The majority take one more step toward the total infusion of negligence theories into the previously independent doctrine of products liability. As I feared when a narrow majority of the court strayed from principle in Daly v. General Motors Corp. (1978) 20 Cal.3d 725, 757 [144 Cal.Rptr. 380, 575 P.2d 1162], the “pure concept of products liability so pridefully fashioned and nurtured by this court for the past decade and a half is reduced to a shambles.”
In Daly the manufacturer that launched the defective product into the stream of commerce was able to dilute its responsibility by placing in *336issue the conduct of the plaintiff. Now the majority allow the manufacturer additional dilution: to also place in issue the conduct of other defendants.

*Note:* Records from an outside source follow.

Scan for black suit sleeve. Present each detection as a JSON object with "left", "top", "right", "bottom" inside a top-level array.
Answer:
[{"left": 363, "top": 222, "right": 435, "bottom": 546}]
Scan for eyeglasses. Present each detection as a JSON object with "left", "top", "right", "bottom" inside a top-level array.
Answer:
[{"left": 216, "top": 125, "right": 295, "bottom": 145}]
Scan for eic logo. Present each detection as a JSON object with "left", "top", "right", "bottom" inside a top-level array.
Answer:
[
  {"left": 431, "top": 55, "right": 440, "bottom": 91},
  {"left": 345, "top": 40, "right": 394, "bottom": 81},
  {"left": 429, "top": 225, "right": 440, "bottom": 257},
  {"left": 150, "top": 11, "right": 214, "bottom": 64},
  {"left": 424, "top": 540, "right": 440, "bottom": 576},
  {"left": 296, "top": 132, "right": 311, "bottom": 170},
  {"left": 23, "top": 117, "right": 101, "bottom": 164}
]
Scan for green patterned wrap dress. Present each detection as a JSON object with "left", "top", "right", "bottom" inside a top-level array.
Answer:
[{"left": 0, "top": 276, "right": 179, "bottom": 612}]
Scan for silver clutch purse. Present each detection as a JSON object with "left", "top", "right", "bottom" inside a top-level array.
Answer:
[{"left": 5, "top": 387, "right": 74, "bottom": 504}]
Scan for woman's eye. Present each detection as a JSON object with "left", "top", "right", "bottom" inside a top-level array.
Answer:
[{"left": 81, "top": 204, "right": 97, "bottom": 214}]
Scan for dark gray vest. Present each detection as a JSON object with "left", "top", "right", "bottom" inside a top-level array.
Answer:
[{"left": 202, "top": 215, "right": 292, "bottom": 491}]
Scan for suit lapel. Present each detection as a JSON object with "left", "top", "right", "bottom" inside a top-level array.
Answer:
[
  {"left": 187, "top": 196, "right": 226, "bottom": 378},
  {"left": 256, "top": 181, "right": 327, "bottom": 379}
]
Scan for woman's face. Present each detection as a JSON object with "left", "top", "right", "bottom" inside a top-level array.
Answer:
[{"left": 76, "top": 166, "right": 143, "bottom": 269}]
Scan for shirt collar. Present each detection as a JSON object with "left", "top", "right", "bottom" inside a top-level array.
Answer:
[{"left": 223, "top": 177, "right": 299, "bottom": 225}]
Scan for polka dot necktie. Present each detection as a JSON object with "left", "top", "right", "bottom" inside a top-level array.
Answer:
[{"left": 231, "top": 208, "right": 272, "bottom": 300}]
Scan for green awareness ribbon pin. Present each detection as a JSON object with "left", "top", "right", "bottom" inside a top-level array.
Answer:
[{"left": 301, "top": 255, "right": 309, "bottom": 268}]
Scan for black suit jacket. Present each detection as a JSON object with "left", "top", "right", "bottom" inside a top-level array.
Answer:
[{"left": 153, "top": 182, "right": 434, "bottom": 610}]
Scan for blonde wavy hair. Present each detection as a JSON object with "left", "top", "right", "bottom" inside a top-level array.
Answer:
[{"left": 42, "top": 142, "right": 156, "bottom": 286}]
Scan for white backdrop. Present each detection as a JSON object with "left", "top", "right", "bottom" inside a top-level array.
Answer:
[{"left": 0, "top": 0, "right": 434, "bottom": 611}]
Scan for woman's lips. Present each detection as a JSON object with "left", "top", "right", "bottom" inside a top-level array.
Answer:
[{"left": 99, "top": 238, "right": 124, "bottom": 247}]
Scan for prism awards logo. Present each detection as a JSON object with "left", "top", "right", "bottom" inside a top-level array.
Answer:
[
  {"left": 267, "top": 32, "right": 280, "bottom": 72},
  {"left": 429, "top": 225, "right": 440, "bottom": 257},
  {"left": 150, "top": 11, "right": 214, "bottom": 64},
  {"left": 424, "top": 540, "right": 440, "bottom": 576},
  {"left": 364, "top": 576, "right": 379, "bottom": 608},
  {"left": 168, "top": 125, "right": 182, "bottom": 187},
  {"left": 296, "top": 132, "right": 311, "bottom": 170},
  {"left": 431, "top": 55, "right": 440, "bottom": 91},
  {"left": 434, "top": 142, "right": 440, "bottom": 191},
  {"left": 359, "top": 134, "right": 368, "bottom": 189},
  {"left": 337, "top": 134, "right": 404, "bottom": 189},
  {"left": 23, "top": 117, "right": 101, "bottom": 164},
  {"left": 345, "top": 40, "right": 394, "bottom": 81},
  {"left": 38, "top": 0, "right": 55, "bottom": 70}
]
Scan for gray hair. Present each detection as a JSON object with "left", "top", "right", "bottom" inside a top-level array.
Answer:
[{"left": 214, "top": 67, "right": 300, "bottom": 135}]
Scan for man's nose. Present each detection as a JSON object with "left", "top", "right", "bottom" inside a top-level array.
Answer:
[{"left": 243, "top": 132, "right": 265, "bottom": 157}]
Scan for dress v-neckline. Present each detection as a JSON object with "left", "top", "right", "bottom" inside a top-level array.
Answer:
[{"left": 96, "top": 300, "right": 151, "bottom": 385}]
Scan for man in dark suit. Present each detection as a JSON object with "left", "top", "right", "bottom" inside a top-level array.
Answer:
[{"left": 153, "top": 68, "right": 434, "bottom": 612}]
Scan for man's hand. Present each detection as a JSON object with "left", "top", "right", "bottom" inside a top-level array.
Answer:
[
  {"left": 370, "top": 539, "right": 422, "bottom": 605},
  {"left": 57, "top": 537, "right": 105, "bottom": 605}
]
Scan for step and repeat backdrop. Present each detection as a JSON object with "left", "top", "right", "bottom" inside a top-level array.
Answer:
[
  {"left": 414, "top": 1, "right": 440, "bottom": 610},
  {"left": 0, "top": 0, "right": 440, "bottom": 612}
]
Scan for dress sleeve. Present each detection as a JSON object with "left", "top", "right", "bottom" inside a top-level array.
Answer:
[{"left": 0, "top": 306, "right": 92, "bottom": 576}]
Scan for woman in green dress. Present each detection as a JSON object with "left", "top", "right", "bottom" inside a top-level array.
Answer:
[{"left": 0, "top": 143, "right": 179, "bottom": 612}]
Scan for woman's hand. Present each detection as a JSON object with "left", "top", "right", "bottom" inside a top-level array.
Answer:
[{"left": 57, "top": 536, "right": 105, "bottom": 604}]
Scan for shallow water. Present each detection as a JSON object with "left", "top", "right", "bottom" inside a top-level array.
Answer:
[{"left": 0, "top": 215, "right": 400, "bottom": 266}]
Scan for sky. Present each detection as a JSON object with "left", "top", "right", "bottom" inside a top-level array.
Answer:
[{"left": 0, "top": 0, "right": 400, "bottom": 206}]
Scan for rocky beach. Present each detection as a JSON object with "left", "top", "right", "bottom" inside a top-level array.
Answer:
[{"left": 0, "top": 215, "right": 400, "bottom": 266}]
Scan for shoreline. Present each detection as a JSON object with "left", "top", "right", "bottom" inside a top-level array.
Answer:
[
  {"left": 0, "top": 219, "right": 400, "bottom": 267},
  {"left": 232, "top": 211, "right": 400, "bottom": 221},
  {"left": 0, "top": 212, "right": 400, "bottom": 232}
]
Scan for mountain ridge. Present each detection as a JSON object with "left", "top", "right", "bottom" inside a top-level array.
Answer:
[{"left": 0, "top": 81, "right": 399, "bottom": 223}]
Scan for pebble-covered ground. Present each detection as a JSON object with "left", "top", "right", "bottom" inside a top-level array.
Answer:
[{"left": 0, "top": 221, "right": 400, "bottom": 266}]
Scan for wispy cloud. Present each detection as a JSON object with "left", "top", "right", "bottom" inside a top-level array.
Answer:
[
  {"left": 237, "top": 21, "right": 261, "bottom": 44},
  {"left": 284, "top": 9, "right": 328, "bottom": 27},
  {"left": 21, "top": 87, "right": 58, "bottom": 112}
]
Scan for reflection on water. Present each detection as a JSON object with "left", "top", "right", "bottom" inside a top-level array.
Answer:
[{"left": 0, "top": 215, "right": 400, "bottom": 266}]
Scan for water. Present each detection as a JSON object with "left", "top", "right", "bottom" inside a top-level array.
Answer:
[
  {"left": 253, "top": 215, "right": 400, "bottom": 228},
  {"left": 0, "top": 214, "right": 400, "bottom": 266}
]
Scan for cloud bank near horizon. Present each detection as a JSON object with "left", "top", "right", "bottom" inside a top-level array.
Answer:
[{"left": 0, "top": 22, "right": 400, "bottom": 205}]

This trend can have no result other than to emasculate the doctrine of strict products liability. Indeed, in practice negligence and strict products liability are becoming virtually indistinguishable, a result long resisted by courts concerned with protection of consumers, and a result long sought by manufacturers and insurance carriers. In accomplishing that purpose this court has repudiated the lesson of Justice Traynor who, when he developed the new tort in Greenman v. Yuba Power Products, Inc. (1963) 59 Cal.2d 57, 63 [27 Cal.Rptr. 697, 377 P.2d 897, 13 A.L.R.3d 1049], wrote that “[t]he purpose of such liability is to insure that the costs of injuries resulting from defective products are borne by the manufacturers that put such products on the market....”
Bird, C. J., concurred.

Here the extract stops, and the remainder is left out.